Do you need to reduce the expenses incurred and the waste generated as you carry out your core business activities?
Identifying questions that need to be answered here can often prove to be the key when it comes to opportunities for business model transformation.
Building a Data-Driven Culture
Business leaders can anticipate that they may come up against some resistance when attempting far-reaching changes like business model transformation.
Often there will be an attitude of “if it ain’t broke, don’t fix it” – fine in principle, but ignoring the fact that a breakage could just be one innovative competitor, or missed opportunity, around the corner!
There could also be antipathy from leadership and management that are used to getting by on instinct or trusting their gut feeling, or a workforce worried new technology could be a hindrance rather than a help – or could even make them redundant.
Successfully navigating business model transformation is likely to require ensuring buy-in at all levels of the organization, as well as ensuring you have the right people in place with the necessary skills to make it happen.

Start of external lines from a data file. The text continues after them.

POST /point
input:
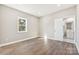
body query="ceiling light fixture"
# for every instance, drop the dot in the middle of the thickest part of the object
(58, 5)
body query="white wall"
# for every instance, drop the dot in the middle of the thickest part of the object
(48, 22)
(77, 28)
(8, 22)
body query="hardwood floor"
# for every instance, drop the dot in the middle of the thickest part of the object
(38, 46)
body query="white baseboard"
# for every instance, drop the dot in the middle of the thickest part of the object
(5, 44)
(69, 41)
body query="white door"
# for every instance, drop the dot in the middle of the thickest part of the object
(59, 29)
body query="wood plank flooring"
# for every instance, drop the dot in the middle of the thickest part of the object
(37, 46)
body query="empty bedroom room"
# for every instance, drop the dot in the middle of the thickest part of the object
(39, 29)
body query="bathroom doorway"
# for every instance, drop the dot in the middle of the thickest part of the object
(69, 28)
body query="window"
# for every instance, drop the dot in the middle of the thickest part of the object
(69, 25)
(22, 24)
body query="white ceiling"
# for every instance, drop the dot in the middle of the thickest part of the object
(39, 9)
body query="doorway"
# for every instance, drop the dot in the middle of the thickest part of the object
(68, 29)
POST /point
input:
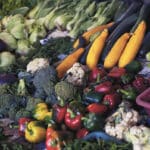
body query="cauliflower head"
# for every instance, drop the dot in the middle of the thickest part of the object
(65, 90)
(76, 75)
(37, 64)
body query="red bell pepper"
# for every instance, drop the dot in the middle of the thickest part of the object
(82, 133)
(116, 72)
(96, 74)
(111, 100)
(22, 125)
(73, 121)
(104, 87)
(52, 139)
(97, 108)
(59, 113)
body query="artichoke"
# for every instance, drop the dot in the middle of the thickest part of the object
(62, 20)
(29, 23)
(65, 90)
(5, 21)
(38, 32)
(14, 21)
(19, 31)
(8, 39)
(24, 47)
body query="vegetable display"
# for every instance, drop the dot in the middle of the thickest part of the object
(71, 73)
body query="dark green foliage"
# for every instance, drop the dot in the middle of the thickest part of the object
(44, 81)
(6, 6)
(79, 144)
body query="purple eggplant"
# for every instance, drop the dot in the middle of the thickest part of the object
(3, 45)
(7, 78)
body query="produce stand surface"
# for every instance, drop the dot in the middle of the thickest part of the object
(75, 75)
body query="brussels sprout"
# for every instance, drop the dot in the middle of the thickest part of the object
(8, 39)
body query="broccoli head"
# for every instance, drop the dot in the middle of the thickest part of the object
(44, 81)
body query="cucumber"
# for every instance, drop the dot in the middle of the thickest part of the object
(145, 46)
(123, 27)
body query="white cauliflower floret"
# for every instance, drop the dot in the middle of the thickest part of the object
(76, 74)
(119, 122)
(139, 136)
(131, 117)
(37, 64)
(109, 129)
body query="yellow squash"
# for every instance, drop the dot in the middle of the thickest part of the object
(116, 51)
(40, 111)
(86, 35)
(133, 45)
(96, 49)
(34, 132)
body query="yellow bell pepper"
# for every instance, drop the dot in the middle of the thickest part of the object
(34, 132)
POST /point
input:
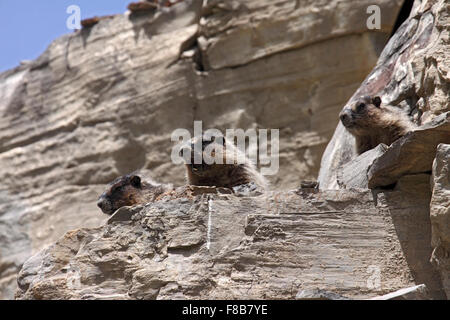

Data Security, Privacy and Governance Issues
Businesses that work with data – particularly personal data, which tends to be the most valuable type – have to follow stringent rules and regulations on how it can be used. These include the European GDPR and the Californian CCPA. More states and nations are working on passing their own regulations around the use of personal data in the near future.
In addition to this, cybercrime and data breaches are an increasing concern for any business that stores and works with personal data. Failing to take adequate safety precautions and implement a robust cybersecurity strategy can leave companies facing potentially ruinous fines and sanctions.
Implementing strict controls over who has access to what data, use of end-to-end encryption tools for all data transmissions, and ensuring that regular security audits take place are all critical security steps that must be in place when planning data-driven transformation.